Pushkin Belkin presents the reader as a writer. Belkin himself conveys the story to a certain narrator - Lieutenant Colonel I.L.P.(about which the message is given in a footnote: (Note by A. S. Pushkin.)

The answer to the question: who tells the story of Silvio - is revealed as a matryoshka:

Pushkin biographical(it is known that once the poet himself ate cherries in a duel, he did not shoot)
Pushkin-author(as the creator of the story from conception to implementation)
Publisher A.P. ( but not Alexander Sergeevich himself)
Nenaradovsky landowner(neighbor of the deceased by that time Belkin)
Belkin biographical(A neighbor told about him in detail, as best he could)
Belkin-author ( who wrote down the story lieutenant colonel I. L. P.)
Narrator(an officer who knew both Silvio and the lucky count)
Storytellers = Heroes(Silvio, count, "a man of about thirty-two, handsome") .

The narration is in the first person: the narrator takes part in the action, it is to him, a young army officer, that Silvio confides the secret of an unfinished duel. Interestingly, the finale of her I.L.P. learns from the enemy Silvio. Thus, the narrator in the story also becomes the attorney of two characters, each of whom tells his own part of the story, which is given in the first person and in the past tense. Therefore, the story told seems to be true.

This is such a complex construction of a seemingly uncomplicated story.

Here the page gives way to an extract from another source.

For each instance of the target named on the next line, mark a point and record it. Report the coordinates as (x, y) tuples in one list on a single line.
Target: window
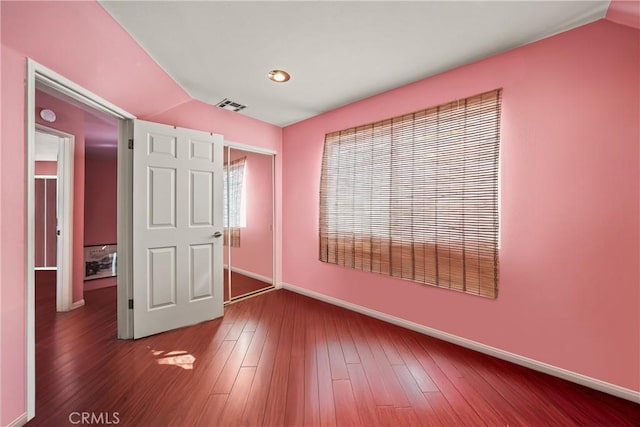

"Belkin's Tales" is not just a fun Pushkin's work with funny stories. People who start playing literary heroes find themselves at the mercy of certain plot patterns and become not only funny, funny, but actually risk dying in a duel ... ”It turns out that these Belkin Tales are not so simple.

All other stories of the cycle are built in a similar way. Among other works, one can name the story " Captain's daughter ”, which is written on behalf of a fictional character - Peter Grinev. He talks about himself.
Grinev is young, honest and fair - only from such a position can one assess the honor of Pugachev, who was recognized by the defenders of the state as an impostor, "a despicable rebel."

Through the words of the narrator Grinev, the voice of the author, Pushkin, is heard. It is his irony that shines through in the story of childhood, the upbringing of Petrusha, it is Pushkin who speaks through the lips of his hero about the senselessness and ruthlessness of the Russian rebellion.

In the last chapter ("Court"), Grinev tells about the events that occurred during his imprisonment, according to his relatives.

One can also recall Rudygo Panko, to whom Nikolai Gogol conveyed the story " of an enchanted place».

The chapter " Maksim Maksimych" from " Hero of our time» M. Lermontov.